A team of international scientists, led by Gioele La Manno, PhD, and Giovanni D’Angelo, PhD, at the Ecole Polytechnique Federale De Lausanne’s (EPFL) school of life sciences reportedly has determined for the first time that one of the internal factors to determining a cell’s fate is its production of lipids. The researchers published their study (“Sphingolipids control dermal fibroblast heterogeneity”) in Science.
Working on skin fibroblasts, the researchers combined two techniques to sort cells into lipid-producing profiles. They used high resolution mass spectrometry imaging, which allowed them to visualize the distribution of specific lipid inside each cell, and single-cell mRNA sequencing, which allowed them to determine the gene expression profile of each fibroblast—a sort of ID card of the transcriptome—and put each cell into a transcriptional subpopulation.
“Human cells produce thousands of lipids that change during cell differentiation and can vary across individual cells of the same type. However, we are only starting to characterize the function of these cell-to-cell differences in lipid composition. Here, we measured the lipidomes and transcriptomes of individual human dermal fibroblasts by coupling high-resolution mass spectrometry imaging with single-cell transcriptomics,” write the investigators.
“We found that the cell-to-cell variations of specific lipid metabolic pathways contribute to the establishment of cell states involved in the organization of skin architecture. Sphingolipid composition is shown to define fibroblast subpopulations, with sphingolipid metabolic rewiring driving cell-state transitions.
“Therefore, cell-to-cell lipid heterogeneity affects the determination of cell states, adding a new regulatory component to the self-organization of multicellular systems.”
The first thing the study revealed was that dermal fibroblasts can show multiple lipid groups, or lipid compositional states, which the researchers dubbed lipotypes.
Cell states are intermediates in the process of cell differentiation where state switches precede terminal commitment, according to the authors. But there was a clue: each lipotype turned out to correspond to specific transcriptional subpopulations in vitro and to fibroblasts from different skin layers of the skin in vivo.
Searched for biomarkers
The question now was what markers could be used to identify the different lipotypes. Given their correlation with the fibroblasts’ transcriptional groups, the researchers proceeded to isolate metabolic pathways that could account for this connection.
They found that the major markers of the different lipid compositional states are a family of fat molecules called sphingolipids, which are named after the mythical Sphinx. Sphingolipids are involved in cell-to-cell communication, as well as protecting the cell’s outer surface by forming barriers on its membrane.

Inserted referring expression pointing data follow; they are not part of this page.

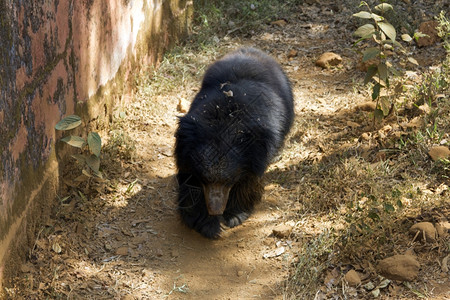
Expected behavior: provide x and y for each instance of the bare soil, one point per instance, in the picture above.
(121, 238)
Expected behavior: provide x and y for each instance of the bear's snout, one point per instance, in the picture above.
(216, 196)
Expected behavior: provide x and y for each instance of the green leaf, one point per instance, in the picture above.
(383, 7)
(419, 34)
(93, 162)
(385, 105)
(406, 37)
(74, 141)
(365, 31)
(376, 17)
(68, 123)
(370, 53)
(86, 173)
(388, 207)
(363, 15)
(413, 61)
(388, 29)
(95, 143)
(371, 71)
(376, 91)
(382, 71)
(373, 214)
(81, 159)
(378, 114)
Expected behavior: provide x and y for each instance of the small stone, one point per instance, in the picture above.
(183, 105)
(352, 278)
(375, 293)
(424, 229)
(369, 286)
(367, 106)
(353, 124)
(424, 109)
(428, 28)
(292, 53)
(442, 229)
(399, 267)
(122, 251)
(280, 23)
(439, 152)
(328, 59)
(365, 136)
(282, 231)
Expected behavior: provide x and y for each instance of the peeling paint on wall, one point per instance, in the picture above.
(61, 57)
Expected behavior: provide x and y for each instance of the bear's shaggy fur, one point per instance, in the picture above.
(233, 129)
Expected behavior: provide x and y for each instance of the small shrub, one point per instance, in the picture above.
(90, 147)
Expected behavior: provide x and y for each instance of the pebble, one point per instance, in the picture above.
(442, 229)
(428, 28)
(439, 152)
(328, 59)
(352, 278)
(422, 229)
(282, 231)
(399, 267)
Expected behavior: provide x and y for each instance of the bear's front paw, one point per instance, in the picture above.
(232, 220)
(209, 227)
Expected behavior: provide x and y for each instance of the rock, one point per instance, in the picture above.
(352, 278)
(292, 53)
(442, 229)
(367, 106)
(353, 124)
(183, 105)
(424, 109)
(175, 253)
(328, 59)
(280, 23)
(428, 28)
(399, 267)
(282, 231)
(425, 229)
(122, 251)
(439, 152)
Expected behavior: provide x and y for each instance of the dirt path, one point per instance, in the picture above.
(125, 241)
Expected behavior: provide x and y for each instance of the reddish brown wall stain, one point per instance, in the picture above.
(57, 58)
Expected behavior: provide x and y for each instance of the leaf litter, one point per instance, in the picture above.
(347, 191)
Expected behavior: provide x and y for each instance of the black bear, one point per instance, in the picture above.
(233, 129)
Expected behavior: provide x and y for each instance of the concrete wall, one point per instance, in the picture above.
(59, 57)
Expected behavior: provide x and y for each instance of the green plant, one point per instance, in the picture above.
(90, 148)
(383, 35)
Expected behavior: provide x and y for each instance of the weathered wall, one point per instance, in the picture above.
(57, 58)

At this point, the researchers discovered that the different lipotypes influence the different responses that cells have to external stimuli from their microenvironment that push them into different cell fates, even if the two original cells were identical. In fact, the researchers found, it is possible to entirely reprogram a cell’s fate by simply manipulating its sphingolipid composition.
In the final leg of the study, the team found that lipid composition and signaling pathways are wired in self-sustained circuits, and it is these circuits that account for the differences between metabolism and gene transcription among fibroblasts.

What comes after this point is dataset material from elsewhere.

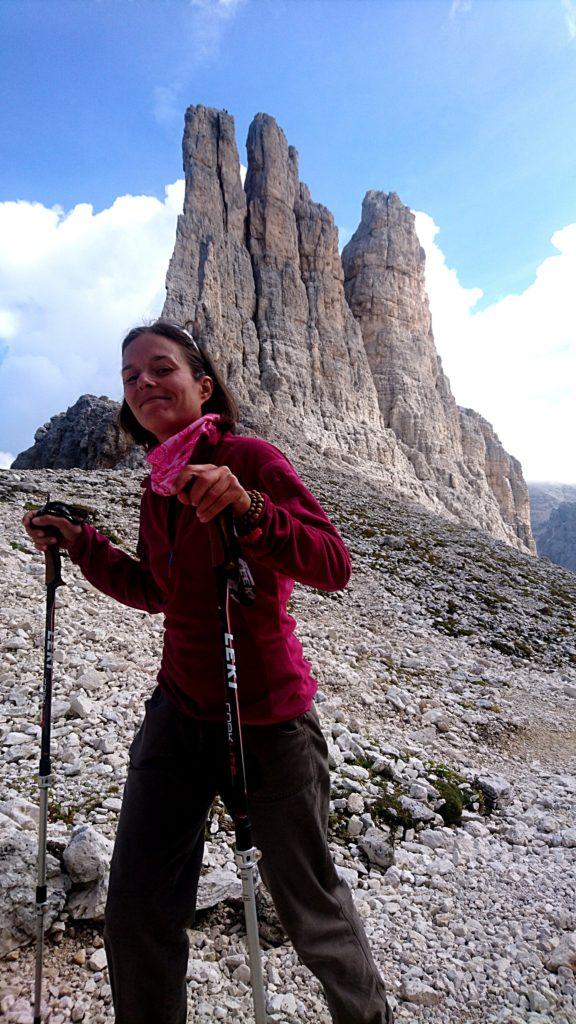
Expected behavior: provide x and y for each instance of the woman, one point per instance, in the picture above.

The key molecule here is fibroblast growth factor, or FGF2, a signaling protein that is involved many processes, such as embryonic development, cell growth, morphogenesis, tissue repair, and even tumor growth and invasion. In the context of this study, sphingolipids were found to regulate FGF2 signaling by using two different types of sphingolipids as positive as negative regulators.

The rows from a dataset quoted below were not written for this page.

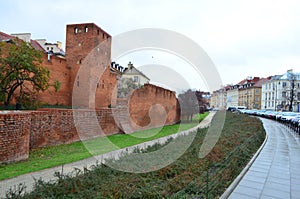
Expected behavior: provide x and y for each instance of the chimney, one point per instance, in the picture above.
(24, 36)
(59, 44)
(130, 65)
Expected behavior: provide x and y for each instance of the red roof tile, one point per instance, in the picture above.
(4, 36)
(36, 45)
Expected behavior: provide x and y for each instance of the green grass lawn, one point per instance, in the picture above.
(57, 155)
(186, 177)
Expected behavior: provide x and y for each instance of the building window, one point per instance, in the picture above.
(283, 84)
(283, 94)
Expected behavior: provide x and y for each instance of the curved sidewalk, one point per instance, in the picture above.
(48, 174)
(275, 173)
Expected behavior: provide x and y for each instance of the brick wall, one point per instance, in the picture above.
(14, 136)
(147, 107)
(88, 50)
(57, 126)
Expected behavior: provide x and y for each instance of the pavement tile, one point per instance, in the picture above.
(239, 196)
(251, 184)
(276, 171)
(276, 193)
(263, 174)
(248, 191)
(255, 179)
(277, 186)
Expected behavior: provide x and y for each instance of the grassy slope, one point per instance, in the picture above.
(104, 182)
(57, 155)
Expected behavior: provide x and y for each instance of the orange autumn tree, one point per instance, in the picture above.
(21, 73)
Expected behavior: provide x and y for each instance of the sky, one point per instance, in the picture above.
(242, 37)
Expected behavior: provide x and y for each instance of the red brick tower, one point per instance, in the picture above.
(88, 51)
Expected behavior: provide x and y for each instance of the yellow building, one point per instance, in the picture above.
(250, 93)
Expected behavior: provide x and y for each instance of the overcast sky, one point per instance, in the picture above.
(242, 38)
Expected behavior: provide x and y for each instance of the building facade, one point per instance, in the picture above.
(277, 92)
(232, 96)
(84, 71)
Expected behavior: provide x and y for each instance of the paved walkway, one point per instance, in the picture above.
(276, 171)
(48, 174)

“We uncovered an unexpected relationship between lipidomes and transcriptomes in individual cells,” write the authors, referring to a cell’s complete profile of lipid production. “Lipidome remodeling could work as an early driver in the establishment of cell identity and, following lipid metabolic trajectories of individual cells could have the potential to inform us about key mechanisms of cell fate decision. Thus, this study stimulates new questions about the role of lipids in cell fate decisions and adds a new regulatory component to the self-organization of multicellular systems.”